Most existing 3D capture technologies can’t be used to record objects in motion, and they usually require a stationary platform for operation. Some technologies can record 3D data at video rates (e.g., flash LADAR), but their spatial and range resolution are severely limited.
ADVERTISEMENT |
TetraVue, a provider of 3D and optics solutions, is developing an alternative approach to flash laser detection and ranging (LADAR) that can record simultaneous intensity and range maps using standard, charge-coupled device (CCD) and complementary metal oxide semiconductor (CMOS) sensor arrays. This enables 3D imaging with megapixel-class, high-frame-rate sensors. The resulting 3D camera can be used in the same fashion as 2D camcorders, but it records the geometry and texture of all objects in the scene at frame rates of 1,000 fps and beyond. Testing has verified millimeter-class range resolution using a 2 megapixel (Mpx) sensor for objects moving at speeds up to 20 m/s (such as an operating floor fan). This testing illustrates the new kinds of applications that can benefit from 3D video capability, such as monitoring and measuring operating equipment and machinery, or detailed measurement of all aspects of high-speed events such as impacts.
Introduction
Significant progress has been made in the ability to capture and record dimensionality of objects in all three spatial dimensions during the past several decades. A variety of technologies, from structured-light cameras to single-point 3D scanners and trackers, allow recording geometry and coordinate information with varying degrees of precision and working distances. This 3D data can then be processed and manipulated in software to recreate the object digitally. Each technology has ranges of parameter sets where its capabilities are most effective.
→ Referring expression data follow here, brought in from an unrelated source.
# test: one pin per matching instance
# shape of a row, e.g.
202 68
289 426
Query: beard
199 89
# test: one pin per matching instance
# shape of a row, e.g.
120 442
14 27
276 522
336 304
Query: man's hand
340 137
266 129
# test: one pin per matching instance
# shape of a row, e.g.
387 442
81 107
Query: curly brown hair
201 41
One area that continues to present significant challenges to effective 3D measurement are moving objects and operating equipment. Nearly all existing 3D measurement techniques build up the geometry representation over a series of images and points, requiring seconds to minutes to complete. This severely restricts their use for objects that move with significant speed. Flash LADAR techniques acquire 3D images and depth maps instantly, but are limited in optical (~100 px × 200 px) and depth resolution (>1 cm). Motion capture (MoCap) techniques of tracking a limited number of reflectors or emitters through a video sequence are also commonly used for 3D recording of basic motion, but such systems require large, dedicated studios and are limited to a few hundred points.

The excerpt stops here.